Um dos pontos de atenção é a busca incessante pela abertura de novos mercados para que possamos diluir essa concentração. Desde 2015, o ano em que estabelecemos essa parceria comercial da carne bovina para a China, nós tivemos boas novidades. A abertura do Canadá em 2022, Indonésia em 2019, carne resfriada para Israel em 2018, Cingapura, Tailândia em 2020, carne com ossos para o Uruguai em 2022 e também reabilitamos os Estados Unidos em 2020, cuja participação nas exportações brasileiras começou a ganhar espaço com aquele recuo chinês no final do ano passado. Mas não é o único modo de mitigar o risco, já que o apetite daquele dragão não é fácil de aplacar ou substituir.
A China tem um mercado de quase 1,5 bilhão de pessoas, então é difícil igualar qualquer outro mercado em termos de volume e de potencial. Desde 2015, foram mais de 10 milhões de animais abatidos sob as exigências do acordo comercial com a China, que determina uma idade máxima de até 30 meses para que esse boi possa ser classificado com o padrão China. Isso mostra como a demanda chinesa foi capilarizada no setor pecuário brasileiro. Naturalmente, esse canal calibroso traz um risco maior para a influência do país sobre a formação dos preços domésticos pela maior volatilidade aos preços que isso implica. Mas a verdade é que não há uma solução concreta que cure esse problema de maneira sistêmica.
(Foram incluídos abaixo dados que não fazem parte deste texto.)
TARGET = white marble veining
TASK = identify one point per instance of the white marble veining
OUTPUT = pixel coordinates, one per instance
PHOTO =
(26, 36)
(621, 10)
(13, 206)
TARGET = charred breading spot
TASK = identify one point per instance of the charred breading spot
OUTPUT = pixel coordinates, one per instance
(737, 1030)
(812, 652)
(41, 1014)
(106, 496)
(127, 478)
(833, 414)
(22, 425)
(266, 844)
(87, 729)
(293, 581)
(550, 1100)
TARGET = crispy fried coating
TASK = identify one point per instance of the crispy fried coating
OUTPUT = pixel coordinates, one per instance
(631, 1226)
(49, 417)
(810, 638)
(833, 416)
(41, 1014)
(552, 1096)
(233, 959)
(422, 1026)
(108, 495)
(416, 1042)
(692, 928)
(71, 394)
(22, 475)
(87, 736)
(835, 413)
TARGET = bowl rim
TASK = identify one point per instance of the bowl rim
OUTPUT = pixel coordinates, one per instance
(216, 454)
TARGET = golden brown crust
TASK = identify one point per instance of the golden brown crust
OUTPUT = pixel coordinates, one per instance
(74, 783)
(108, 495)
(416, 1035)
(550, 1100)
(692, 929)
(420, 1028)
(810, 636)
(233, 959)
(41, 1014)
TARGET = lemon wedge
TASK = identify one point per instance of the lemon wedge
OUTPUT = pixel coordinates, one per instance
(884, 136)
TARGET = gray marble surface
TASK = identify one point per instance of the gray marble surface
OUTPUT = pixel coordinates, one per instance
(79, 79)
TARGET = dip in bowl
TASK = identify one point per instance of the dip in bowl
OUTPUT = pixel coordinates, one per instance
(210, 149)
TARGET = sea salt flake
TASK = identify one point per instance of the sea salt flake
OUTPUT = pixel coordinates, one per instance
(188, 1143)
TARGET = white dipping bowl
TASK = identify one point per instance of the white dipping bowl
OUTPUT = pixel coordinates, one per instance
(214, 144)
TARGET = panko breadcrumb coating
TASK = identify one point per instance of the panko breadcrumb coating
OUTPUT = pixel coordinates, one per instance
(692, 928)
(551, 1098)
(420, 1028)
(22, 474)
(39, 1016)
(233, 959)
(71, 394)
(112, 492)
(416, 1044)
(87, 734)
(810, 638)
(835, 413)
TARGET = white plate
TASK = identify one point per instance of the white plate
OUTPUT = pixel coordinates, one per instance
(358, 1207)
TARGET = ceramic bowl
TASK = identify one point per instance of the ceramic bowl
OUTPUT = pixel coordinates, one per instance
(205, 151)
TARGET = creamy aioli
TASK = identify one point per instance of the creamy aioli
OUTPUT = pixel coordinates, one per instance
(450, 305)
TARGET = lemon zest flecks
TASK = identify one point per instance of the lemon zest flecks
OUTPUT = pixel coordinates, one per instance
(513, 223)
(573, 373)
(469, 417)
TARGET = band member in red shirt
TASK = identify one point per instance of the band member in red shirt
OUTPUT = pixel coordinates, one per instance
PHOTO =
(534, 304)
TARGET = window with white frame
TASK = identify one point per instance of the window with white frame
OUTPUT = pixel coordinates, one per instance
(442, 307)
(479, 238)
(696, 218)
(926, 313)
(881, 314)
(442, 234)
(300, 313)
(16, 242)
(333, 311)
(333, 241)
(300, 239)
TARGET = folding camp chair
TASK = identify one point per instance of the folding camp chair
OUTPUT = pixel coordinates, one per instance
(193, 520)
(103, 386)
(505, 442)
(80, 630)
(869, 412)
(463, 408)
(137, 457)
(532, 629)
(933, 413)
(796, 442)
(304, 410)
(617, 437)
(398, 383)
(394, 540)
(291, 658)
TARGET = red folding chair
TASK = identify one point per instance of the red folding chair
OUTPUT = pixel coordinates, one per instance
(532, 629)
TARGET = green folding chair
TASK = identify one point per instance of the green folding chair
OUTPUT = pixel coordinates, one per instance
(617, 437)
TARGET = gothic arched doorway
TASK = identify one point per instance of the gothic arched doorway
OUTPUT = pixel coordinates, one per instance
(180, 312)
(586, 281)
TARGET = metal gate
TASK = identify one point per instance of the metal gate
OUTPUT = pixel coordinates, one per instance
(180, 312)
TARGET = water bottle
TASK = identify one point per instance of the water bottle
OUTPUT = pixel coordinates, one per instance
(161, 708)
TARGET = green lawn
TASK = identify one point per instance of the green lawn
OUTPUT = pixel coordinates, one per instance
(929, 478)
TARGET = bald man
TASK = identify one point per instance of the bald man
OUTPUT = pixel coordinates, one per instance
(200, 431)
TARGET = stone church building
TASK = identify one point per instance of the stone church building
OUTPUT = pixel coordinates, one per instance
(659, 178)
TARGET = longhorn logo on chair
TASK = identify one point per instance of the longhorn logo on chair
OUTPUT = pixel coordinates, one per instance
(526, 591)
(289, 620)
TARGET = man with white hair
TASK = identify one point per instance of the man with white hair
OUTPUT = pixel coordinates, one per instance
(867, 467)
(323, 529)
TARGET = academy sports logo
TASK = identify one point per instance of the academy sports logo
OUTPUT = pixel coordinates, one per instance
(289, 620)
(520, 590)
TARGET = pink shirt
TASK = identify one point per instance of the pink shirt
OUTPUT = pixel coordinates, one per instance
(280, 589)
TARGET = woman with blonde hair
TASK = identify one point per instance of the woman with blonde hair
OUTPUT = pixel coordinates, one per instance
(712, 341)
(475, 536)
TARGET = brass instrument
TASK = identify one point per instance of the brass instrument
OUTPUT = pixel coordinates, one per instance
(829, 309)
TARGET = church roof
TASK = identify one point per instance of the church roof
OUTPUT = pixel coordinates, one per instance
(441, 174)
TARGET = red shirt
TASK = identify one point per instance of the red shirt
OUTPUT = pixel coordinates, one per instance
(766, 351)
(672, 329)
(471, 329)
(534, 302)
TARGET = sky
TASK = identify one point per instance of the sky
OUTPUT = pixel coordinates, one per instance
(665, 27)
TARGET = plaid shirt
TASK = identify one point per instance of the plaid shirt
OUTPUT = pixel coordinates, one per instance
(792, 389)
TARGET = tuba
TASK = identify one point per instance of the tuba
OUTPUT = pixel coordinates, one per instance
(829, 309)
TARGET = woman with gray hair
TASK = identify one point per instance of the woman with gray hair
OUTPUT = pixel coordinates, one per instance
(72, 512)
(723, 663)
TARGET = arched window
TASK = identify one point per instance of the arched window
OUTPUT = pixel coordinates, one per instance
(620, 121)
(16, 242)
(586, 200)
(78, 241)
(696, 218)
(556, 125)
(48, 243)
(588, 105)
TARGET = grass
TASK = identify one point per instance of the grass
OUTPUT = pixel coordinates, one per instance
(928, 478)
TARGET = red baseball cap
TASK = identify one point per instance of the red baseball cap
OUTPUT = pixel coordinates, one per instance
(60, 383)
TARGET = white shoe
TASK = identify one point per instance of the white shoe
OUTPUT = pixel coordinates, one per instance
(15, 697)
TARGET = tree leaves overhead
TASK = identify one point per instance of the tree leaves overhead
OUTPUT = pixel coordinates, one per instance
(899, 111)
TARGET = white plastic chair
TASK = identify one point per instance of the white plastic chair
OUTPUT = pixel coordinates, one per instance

Centenas de milhares de produtores vendem o animal no padrão China e o Brasil registra recorde de venda de carnes no mercado externo. Qualquer bloqueio a esse fluxo traria um aumento interno de oferta e uma queda grotesca de preços ao produtor, que já vivencia um momento de margens desafiadores pelos altos custos de produção e preços em queda. Sem resultado, o produtor acaba liquidando a produção, fazendo com que os preços subam ainda mais ao varejo no futuro. Resta, portanto, aprender a viver com esse ambiente inóspito de maior volatilidade através da gestão de riscos. A comercialização antecipada nunca fez tanto sentido como hoje, em que os níveis de volatilidade dos preços pecuárias subiram praticamente 500% desde a década de 1990. E a tradução para este fenômeno é risco. O produtor vive em um ambiente de mais risco do que nunca.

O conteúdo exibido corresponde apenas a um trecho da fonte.